Les routes dans les districts de la Sous-préfecture de Gueasso  sont aujourd’hui plus vieillissantes, impraticables … Ne serait-ce que le réseau routier identifié à 60 km de la commune urbaine de Lola. L’Etat ne s’occupe pas à en croire les services en charge des routes de la préfecture de Lola.

C’est le cas du district de Samoukadou et celui de Gonosamoukadou, qui ont été visité par un des reporters de votre quotidien en ligne Actuguinee.org  basé dans la région forestière du pays . Par ailleurs, à  Samoukadou, les citoyens n’ont jamais bénéficié d’un poste de santé et encore moins une école digne de ce nom.

Les villageois qui se sont mobilisés à s’offrir un poste de santé au travers de leur propre moyen ont du mal à trouver un agent de santé pour des soins sanitaires.

« Ici, on s’est organisé en fonction de nos maigres moyens construire un poste de santé et malgré tout, ce poste de santé n’a jusqu’ici aucun infirmier. Au 21 ème siècle, nous sommes obligés avec l’état de nos routes impraticables évacuer nos femmes en état de famille avancé pour l’accouchement à des km de la localité. Conséquence immédiate ,nous perdons assez d’enfants et parfois nos épouses même en donnant la vie à d’autres enfants du village. » se lamente Abdoulaye Camara, citoyen du village.

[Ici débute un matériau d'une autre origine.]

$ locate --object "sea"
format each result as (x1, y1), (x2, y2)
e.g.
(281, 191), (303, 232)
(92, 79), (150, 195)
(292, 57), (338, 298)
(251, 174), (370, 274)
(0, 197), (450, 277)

Du coté de Gonosamoukadou, les citoyens n’ont ni un centre de santé, ni une école et pire, pas d’eau potable. Les villageois de Gonosamoukadou, sont privés d’eau potable. Ils s’approvisionnent d’une eau qui n’est pas favorable à la santé humaine.

« L’eau que nous buvons n’est pas de bonne qualité . Cette eau nous fait peur mais nous n’avons pas de possibilité. L’eau là n’est pas digne d’être utilisée pour des activités de maison et surtout pour la boisson », se plaint Ibrahima Soumaoro. Ils lancent un appel à l’état de leur venir en aide pour leur octroyer un forage.

La sous-préfecture de Guéasso est souvent exposée aux maladies diarrhéiques. Le maire que nous avons rencontré explique ce fait par le manque criard d’eau potable.  

“Nous avons 40 villages, mais il n’y a que 24 forages dont 5 au centre de Guéasso. Donc c’est un peu difficile pour nous’’, confie Ibrahima Dawaty Doré, qui se plaint également de l’état des routes. « Il demande aujourd’hui aux autorités de voler à leur secours, avant que l’irréparable ne se produise. »

Jean Kouloubo KALIVOGUI, correspondant régional en Guinée forestière pour Actuguinee.org.